DURING lockdown and most days since then, I’ve walked down St Saviourgate on my way to York city centre.

St Saviourgate has undergone considerable changes in the last 300 hundred years or so, but like other places in this city, its history is only half-hidden.

It’s a street with mostly 18th-century houses which today are privately owned or rented.

On 31 St Saviourgate, the house next to the Unitarian Chapel (originally built in 1692), there is a York Civic Trust plaque which reminds passers-by that Lady Sarah Hewley founded the chapel as well as the St Saviourgate almshouses, and lived in a house on the site.

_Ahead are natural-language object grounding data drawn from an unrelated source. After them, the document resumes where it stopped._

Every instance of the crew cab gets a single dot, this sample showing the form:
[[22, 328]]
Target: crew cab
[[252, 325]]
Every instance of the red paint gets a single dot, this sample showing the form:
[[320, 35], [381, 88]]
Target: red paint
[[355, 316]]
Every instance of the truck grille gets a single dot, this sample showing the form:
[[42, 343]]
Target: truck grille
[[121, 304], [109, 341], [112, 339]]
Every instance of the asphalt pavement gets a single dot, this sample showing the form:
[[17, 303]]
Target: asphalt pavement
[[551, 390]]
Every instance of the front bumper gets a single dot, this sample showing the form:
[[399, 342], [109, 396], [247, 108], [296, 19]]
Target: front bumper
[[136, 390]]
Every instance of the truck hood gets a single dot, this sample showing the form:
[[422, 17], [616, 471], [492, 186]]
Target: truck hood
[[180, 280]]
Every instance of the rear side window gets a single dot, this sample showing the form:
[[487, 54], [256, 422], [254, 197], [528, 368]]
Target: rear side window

York Press: The blue plaque to Lady Sarah HewleyThe blue plaque to Lady Sarah Hewley

The Unitarian chapel is still there and the almshouses too, further along on the other side of the road.

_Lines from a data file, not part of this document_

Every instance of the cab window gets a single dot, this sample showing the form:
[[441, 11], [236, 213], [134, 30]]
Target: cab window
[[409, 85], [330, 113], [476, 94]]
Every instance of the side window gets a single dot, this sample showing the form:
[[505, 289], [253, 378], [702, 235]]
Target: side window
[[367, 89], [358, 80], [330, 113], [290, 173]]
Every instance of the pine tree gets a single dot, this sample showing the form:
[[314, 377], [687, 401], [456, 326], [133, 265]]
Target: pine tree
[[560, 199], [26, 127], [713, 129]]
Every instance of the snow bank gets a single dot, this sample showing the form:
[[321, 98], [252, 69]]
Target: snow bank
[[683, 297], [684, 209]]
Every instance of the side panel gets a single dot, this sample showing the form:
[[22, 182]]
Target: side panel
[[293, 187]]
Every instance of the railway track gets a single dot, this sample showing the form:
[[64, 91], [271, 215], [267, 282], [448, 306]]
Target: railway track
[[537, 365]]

In the chapel itself you can see Lady Sarah’s chair and in the vestry there are portraits of her husband and her. But who was Sarah Hewley?

Born Sarah Wolrych, she married Sir John Hewley, a prosperous lawyer, who was born near Selby. He was later to become a member of parliament for Pontefract and York.

Lady Sarah was an extremely wealthy widow with a vast estate. But to understand fully her legacy, we need to understand a bit about the history of this street where she lived from 1697.

My friends at the present-day Unitarian Church pointed out to me that St Saviourgate had long been the ‘street of Dissenters’ in York, that is, those people who from around the mid-to late 17th century onwards had wished to worship outside the Established Church of England, and who also had a special concern for education.

In 1901, this street had boasted a Plymouth Brethren Meeting Room, a Swedenborgian meeting room and in nearby St Saviour’s Place, a Salem Congregational Chapel.

Rev Stephanie Bisby, the present Unitarian minister, and some members of her congregation reminded me that York Central Centenary Methodist Church stands at the other end of the street. They also told me there had been a Sunday school opposite the Unitarian chapel, and that the building next to the chapel had housed the Haughton School from 1773 until it closed its doors in 1935.

York Press: The memorial to Lady SarahThe memorial to Lady Sarah

St Saviourgate is nowadays a prosperous York street. Apart from residential houses and flats, you can find offices, two firms of solicitors, a dentist’s and a Masonic Hall, and it still pays tribute to its roots as a street of benefactors. In particular, the York Central Methodist Church accommodates Carecent, providing breakfasts for homeless and disadvantaged people.

In 1700, Lady Sarah built an almshouse and funded charity schools in the city. And then in 1705 she set up the Hewley Trust. On her death in 1710, she left a landed estate the income from which was to support ‘poor and godly preachers for the time being of Christ’s holy gospel’. A plaque with an inscription on one of the present-day almshouses commemorates the original benefaction. By the end of the 18th century, most recipients of the Trust were Unitarian ministers; hence the close connection with Unitarianism.

Today, the Lady Sarah Hewley Trust still administers ten almshouse cottages next to the Jorvik Dig building (formerly St Saviour’s church). A current resident told me that the almshouses were originally in Tanner Row, but with the advent of the railways they were moved to St Saviourgate in 1839. The Charity Commission document cites the charitable objects of the Lady Sarah Hewley Trust as being ‘for the benefit of such deserving and necessitous children in the city of York; the provision of almshouses and pension to poor persons of good character who have resided in York for not less than four years; and for the benefit of the poor of the city of York generally’.

In his book Dame Sarah’s Legacy: A History of the Lady Sarah Hewley Trust, author Richard Potts chronicles how, the Trust has weathered complex legal contests over the approximately last 300 years. But in spite of many twists and turns, the Trust has managed to survive and can be said to represent a fine example of independent benevolence in Britain today.